Dear Editors,

As a compulsive, picky, and avid reader, I have been pleased to read in the journal, over the years, novelties in all fields of pathology, a sign of a robust health.

Among these, I just read a well-written and comprehensive review of the chronic fibrosing lung diseases [1]. This field has been revolutionized by single-cell biology techniques [2, 3], hardly a surgical pathologist-friendly topic, and by a lightning-fast preprint flood, rather than manuscripts on peer-reviewed journals.

What struck me, however, was the use in the review of the term “Krebs von den Lungen-6 (KL-6)” for a well-studied biomarker.
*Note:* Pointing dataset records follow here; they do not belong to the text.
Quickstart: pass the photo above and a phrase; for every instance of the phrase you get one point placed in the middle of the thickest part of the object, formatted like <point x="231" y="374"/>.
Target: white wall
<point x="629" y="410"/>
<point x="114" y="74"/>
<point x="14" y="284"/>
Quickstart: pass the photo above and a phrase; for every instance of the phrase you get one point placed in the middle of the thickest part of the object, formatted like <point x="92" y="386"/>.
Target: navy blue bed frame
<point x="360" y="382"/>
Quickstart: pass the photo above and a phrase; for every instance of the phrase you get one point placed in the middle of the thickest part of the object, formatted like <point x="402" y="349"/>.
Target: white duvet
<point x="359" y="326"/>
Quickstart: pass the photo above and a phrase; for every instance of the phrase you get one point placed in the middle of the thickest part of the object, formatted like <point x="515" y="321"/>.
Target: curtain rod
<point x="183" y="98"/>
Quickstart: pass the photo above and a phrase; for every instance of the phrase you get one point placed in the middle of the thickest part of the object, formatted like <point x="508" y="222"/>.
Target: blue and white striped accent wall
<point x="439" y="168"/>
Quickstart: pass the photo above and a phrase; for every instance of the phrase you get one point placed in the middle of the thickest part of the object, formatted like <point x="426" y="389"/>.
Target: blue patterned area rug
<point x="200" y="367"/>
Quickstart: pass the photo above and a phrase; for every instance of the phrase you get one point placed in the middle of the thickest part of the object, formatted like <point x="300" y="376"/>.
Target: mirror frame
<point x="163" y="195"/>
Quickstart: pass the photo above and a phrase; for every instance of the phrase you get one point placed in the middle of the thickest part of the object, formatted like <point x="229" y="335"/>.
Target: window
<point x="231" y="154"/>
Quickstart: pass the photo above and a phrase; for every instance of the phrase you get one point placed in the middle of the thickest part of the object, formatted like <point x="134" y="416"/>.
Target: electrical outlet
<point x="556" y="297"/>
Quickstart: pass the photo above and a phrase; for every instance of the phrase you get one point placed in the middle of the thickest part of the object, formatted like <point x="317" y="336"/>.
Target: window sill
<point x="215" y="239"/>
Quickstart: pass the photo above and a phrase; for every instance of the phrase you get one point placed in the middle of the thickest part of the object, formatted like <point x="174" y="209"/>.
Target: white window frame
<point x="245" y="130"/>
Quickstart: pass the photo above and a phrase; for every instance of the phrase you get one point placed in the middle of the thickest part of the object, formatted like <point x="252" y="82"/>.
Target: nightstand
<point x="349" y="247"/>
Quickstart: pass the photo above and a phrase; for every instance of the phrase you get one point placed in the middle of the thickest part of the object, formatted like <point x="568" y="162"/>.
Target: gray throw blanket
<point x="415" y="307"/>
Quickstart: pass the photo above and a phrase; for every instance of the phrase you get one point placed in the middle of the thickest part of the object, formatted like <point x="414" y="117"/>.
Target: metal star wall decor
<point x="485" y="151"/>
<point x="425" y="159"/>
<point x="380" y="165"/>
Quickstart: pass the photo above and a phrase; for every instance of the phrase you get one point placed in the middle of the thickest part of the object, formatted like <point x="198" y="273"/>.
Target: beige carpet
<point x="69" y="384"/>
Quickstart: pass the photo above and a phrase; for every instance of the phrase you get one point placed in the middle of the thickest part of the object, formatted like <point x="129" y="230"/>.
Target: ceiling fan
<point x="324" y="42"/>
KL-6 is an insular term for an internationally defined and codified protein, MUC1 (Mucin 1) [4]. Other names for MUC1 are epithelial membrane antigen (EMA), Ca15-3, CD227, and etc.

An international effort to define a common nomenclature for leukocyte antigens (human leukocyte differentiation antigens; HLDA), to which I did participate, began in 1982 [5], followed by a similar effort to adopt a common nomenclature for mucins [4] and other molecules. The aim of these initiatives was to implement a standard nomenclature for unique proteins over multiple independent assays and research fields. Nobody these days uses Leu2 for CD8; analogously, one should not use KL-6 for MUC1 or, at least, reference in parenthesis the designed standard name.

I believe that pathology journals should join the efforts, spearheaded by more generalistic journals, to enforce the use of such standard nomenclature, in order to favor cross-field research, comparison, and immediate recognition of unique entities. The future of pathology in a rapidly evolving “multi-omic” scientific field, as shown by the forceful entrance of single-cell transcriptomics in lung fibrosis, is at stake.